Description
Issue description
This is similar to #1392 but much harder to reproduce and causes real failures.
#1392 describes the situation where the "new" ER_CLIENT_INTERACTION_TIMEOUT
error packet is received on an idle connection. However, if you're really unlucky then it's also possible for this packet to be received just as a query is being sent. This results in an ErrPktSync
("commands out of sync. You can't run this command now") error, as the sequence ID of the error packet doesn't correspond to the packet that was simultaneously written. We have seen this in at least two very busy services, and only when there are many connections hitting the wait_timeout
.
What's more, this doesn't mark the connection as bad and leaves it in a "busy buffer" state, which likely causes at least one further query to fail.

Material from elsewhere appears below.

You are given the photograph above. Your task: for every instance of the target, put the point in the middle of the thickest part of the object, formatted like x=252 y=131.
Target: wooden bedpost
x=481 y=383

I don't have any great suggestions for fixing this. Perhaps the driver could recognise that it's an error packet with a zero sequence ID, and return ErrBadConn
in that case. At the very least, it should be able to expose the error rather than giving this "commands out of sync" error.
For any readers, we fixed this by just decreasing the application level connection lifetime to be much less than wait_timeout
.
Example code
Use https://github.com/lukaszlach/docker-tc to apply a network delay to the MySQL container:
docker run -d \
--name docker-tc \
--network host \
--cap-add NET_ADMIN \
--restart always \
-v /var/run/docker.sock:/var/run/docker.sock \
-v /var/docker-tc:/var/docker-tc \
lukaszlach/docker-tc
Start the MySQL container in a network, with a 1 second network delay applied:
docker network create test-net
docker run \
-e MYSQL_ROOT_PASSWORD=password \
--label "com.docker-tc.enabled=1" \
--label "com.docker-tc.delay=1000ms" \
-p 3306:3306 \
--net test-net \
mysql:8.0.24
Then this will reproduce it fairly consistently:
package main
import (
"database/sql"
"fmt"
"time"
"github.com/go-sql-driver/mysql"
)
func main() {
mysql.SetLogger(logger{})
cfg := mysql.NewConfig()
cfg.User = "root"
cfg.Passwd = "password"
cfg.Net = "tcp"
cfg.Addr = "127.0.0.1"
cfg.DBName = "mysql"
db, err := sql.Open("mysql", cfg.FormatDSN())
if err != nil {
panic(err)
}
defer db.Close()
db.SetMaxOpenConns(1)
if _, err := db.Exec("SET GLOBAL wait_timeout = 2"); err != nil {
panic(err)
}
time.Sleep(1500 * time.Millisecond)
rows, err := db.Query("SHOW TABLES")
if err != nil {
fmt.Println("query failed:", err)
} else {
rows.Close()
}
}
type logger struct{}
func (logger) Print(v ...interface{}) {
fmt.Println(append([]interface{}{"mysql: "}, v...)...)
}
Error log
mysql: busy buffer
panic: commands out of sync. You can't run this command now
Configuration
Driver version (or git SHA): 1.7.0
Go version: 1.19.5
Server version: MySQL 8.0.24
Server OS: E.g. Debian 8.1 (Jessie), Windows 10